Maythorn Mill & the Nottinghamshire SWARBROOKES

My Swarbrooke Ancestors

                               BRAMLEY APPLE

THE FAMOUS BRAMLEY APPLE

(and the SWARBROOKE connection)

From “The Bramley”, A World Famous Cooking Apple by Roger Merryweather; reproduced by his kind permission.

 The story is that in about 1809, Mary Ann Brailsford, together with her sister, planted some Apple pips in a plant pot, one of which germinated, and when too big for the pot was planted in the garden of their cottage in Church Street. On the death of their father in 1812 and mother in 1837, the cottage became the property of the two Brailsford sisters who sold it in 1838 and eventually on 28th November 1846 it was bought by a Matthew Bramley.

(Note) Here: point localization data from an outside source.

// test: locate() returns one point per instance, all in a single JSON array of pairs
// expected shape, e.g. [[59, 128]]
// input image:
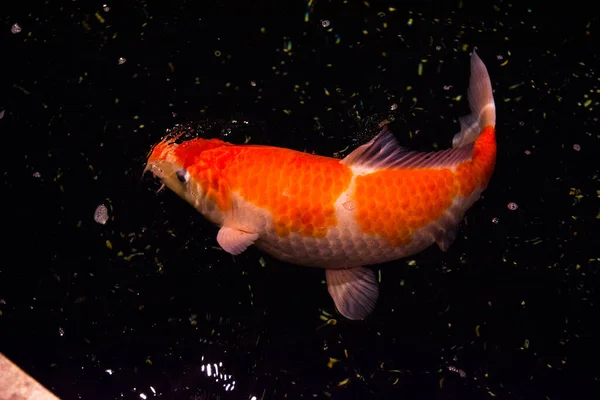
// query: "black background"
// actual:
[[73, 309]]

In the Autumn of 1856, Henry Merryweather, then aged 18 and working in the nursery with his father, encountered GEORGE MUSSON, gardener to the Rev Tatham, Vicar Choral of Southwell Minster, who was walking down the street carrying a basket of very fine apples. Henry was impressed by their size and quality and said “What have you got there?” George Musson replied “They are old Mr Bramleys and very fine apples too, grown at his house in Easthorpe”. George was in fact carrying a basket of apples from Rev Tathams Orchard which almost adjoined and is now part of Messrs Merryweathers original nursery. (The tree must have been top grafted several years before 1856 and would have been one of the first fruiting trees taken from the original pip set by Mary Brailsford)

Henry Merryweather went to see Matthew Bramley and the original tree and was allowed to take as many cuttings as he wanted as long as they were called Bramleys, later to be called Bramley’s Seedling. The rest is now history as the apple has a world wide reputation for being one of the best cooking apples there is.

NB.    The above GEORGE MUSSON (gardener) was married to ELIZABETH SWARBROOKE (Silk Winder) at Southwell Minster on 26th Feb 1860 in what must have been a grand double wedding with George’s sister Rebecca and George Walker (this would make George Musson my Grt Grt Uncle) …. Little did Elizabeth realize that her new husband would soon become part of Agricultural History.